Unilateral Hyperhidrosis From a Contralateral Source in an Individual With C4 Complete Tetraplegia

Peter H Gorman 1,
PMCID: PMC2964033  PMID: 21061904

Abstract

Setting:

Outpatient clinic of a spinal cord injury rehabilitation center.

Design:

Case report.

Participant:

A 40-year-old man with a 20-year history of C4 complete tetraplegia complained of 5 years of excessive intermittent left-sided sweating. The sweating occurred only in the seated upright position. There was no associated headache, blurred vision, or blood pressure variability.

Findings:

When examined upright, the patient sweated excessively on the left face and body. When he was laid down, sweating ceased. Skin examination revealed intact ischial regions. Pressure applied to the right ischium for several minutes caused sweating to recur on the left forehead, but it then subsided with release of pressure. This phenomenon was repeatable. Local lidocaine injection in the subcutaneous tissues around the right ischium and subsequent use of lidocaine transdermal patches halted the contralateral sweating in the upright position. Pressure mapping analysis showed increased pressure in the region of the right ischial tuberosity. The patient's gel cushion was replaced with an air-filled cushion, providing significant ongoing relief from the hyperhidrosis.

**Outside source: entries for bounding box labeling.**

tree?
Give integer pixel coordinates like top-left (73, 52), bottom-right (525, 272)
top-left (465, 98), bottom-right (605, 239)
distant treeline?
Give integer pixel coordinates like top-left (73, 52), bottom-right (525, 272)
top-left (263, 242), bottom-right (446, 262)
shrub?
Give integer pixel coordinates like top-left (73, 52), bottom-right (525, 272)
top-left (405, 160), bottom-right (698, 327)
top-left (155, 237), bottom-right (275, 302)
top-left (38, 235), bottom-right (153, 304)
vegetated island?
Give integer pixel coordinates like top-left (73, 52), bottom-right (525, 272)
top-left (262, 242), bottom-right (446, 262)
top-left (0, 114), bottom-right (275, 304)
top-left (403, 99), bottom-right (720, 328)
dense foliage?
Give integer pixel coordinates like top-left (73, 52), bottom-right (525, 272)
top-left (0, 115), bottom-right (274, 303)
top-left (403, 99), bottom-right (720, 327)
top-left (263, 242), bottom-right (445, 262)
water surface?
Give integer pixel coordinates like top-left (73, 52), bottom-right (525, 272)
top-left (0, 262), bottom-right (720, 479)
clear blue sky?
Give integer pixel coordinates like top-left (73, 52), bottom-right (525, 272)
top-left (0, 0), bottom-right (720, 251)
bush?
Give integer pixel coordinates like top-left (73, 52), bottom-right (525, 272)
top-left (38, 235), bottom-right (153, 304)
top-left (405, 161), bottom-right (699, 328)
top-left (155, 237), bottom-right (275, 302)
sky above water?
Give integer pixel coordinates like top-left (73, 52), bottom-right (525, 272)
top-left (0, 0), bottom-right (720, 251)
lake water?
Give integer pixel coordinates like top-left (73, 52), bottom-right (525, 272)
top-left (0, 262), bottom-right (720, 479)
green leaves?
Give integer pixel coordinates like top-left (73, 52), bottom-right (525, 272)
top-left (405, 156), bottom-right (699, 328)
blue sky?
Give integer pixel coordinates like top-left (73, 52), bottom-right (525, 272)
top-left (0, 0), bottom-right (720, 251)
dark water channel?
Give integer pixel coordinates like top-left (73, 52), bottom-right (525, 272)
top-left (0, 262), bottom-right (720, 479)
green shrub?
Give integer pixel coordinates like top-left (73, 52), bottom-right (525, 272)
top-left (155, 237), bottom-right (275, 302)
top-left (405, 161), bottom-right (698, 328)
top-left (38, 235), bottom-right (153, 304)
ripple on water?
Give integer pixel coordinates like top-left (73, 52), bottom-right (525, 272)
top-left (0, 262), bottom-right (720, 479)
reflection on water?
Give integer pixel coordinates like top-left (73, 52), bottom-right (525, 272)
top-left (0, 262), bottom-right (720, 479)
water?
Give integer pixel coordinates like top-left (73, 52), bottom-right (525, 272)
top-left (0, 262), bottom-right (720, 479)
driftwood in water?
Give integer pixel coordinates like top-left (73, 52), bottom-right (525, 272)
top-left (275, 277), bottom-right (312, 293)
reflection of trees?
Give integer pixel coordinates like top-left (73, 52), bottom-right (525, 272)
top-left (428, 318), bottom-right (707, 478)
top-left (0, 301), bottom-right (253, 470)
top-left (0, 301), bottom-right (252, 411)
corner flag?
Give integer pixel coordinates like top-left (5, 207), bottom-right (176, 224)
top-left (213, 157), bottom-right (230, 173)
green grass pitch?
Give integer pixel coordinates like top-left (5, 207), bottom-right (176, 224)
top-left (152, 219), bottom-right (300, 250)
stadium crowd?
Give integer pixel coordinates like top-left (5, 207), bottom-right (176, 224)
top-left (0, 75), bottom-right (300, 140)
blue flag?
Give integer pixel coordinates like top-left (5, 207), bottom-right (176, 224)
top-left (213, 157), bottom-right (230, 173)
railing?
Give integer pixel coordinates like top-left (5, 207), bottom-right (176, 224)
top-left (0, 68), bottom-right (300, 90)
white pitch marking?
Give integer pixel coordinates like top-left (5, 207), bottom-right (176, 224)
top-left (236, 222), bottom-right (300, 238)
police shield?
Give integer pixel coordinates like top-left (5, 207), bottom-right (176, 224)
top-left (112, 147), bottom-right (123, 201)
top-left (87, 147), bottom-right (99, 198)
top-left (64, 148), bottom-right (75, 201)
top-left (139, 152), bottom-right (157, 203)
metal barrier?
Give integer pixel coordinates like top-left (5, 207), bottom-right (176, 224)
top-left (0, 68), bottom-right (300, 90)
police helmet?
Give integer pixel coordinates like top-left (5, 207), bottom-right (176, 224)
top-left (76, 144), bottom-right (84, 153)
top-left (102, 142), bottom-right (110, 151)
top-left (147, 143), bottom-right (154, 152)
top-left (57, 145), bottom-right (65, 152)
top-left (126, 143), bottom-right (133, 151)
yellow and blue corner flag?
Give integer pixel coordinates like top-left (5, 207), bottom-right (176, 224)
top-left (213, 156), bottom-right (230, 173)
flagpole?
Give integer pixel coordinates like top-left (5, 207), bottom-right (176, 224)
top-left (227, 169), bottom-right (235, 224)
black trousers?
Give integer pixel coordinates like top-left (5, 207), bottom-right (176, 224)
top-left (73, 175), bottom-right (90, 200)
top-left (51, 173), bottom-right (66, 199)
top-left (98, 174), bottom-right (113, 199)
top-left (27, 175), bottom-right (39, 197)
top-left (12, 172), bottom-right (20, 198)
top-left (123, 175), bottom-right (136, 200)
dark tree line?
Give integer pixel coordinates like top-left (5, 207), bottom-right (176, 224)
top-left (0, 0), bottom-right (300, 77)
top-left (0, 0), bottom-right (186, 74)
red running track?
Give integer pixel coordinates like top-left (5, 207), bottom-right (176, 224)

Conclusion/Clinical Relevance:

Unilateral hyperhidrosis can be caused by a contralateral source of irritation. Use of techniques that interrupt the afferent arm of the autonomic pathway may be effective in the management of hyperhidrosis in individuals with spinal cord injury.

Keywords: Spinal cord injuries; Heterotopic ossification; Tetraplegia; Hyperhidrosis; Lidocaine, transdermal; Cushions, air-filled, gel

INTRODUCTION

Hyperhidrosis, or excessive sweating, is a relatively common complaint in patients with spinal cord injury (SCI). It can be accompanied by significant social and emotional distress, negatively affecting an individual's quality of life. The symptom can be associated with other more serious conditions such as autonomic dysreflexia (1) or can exist on its own. The prevalence of hyperhidrosis in SCI has been estimated to be 26%. In one study of 41 patients with annoying sweating, 13 (32%) had some underlying cause of the condition, whereas 28 (68%) had no somatic reason for the excessive sweating (2).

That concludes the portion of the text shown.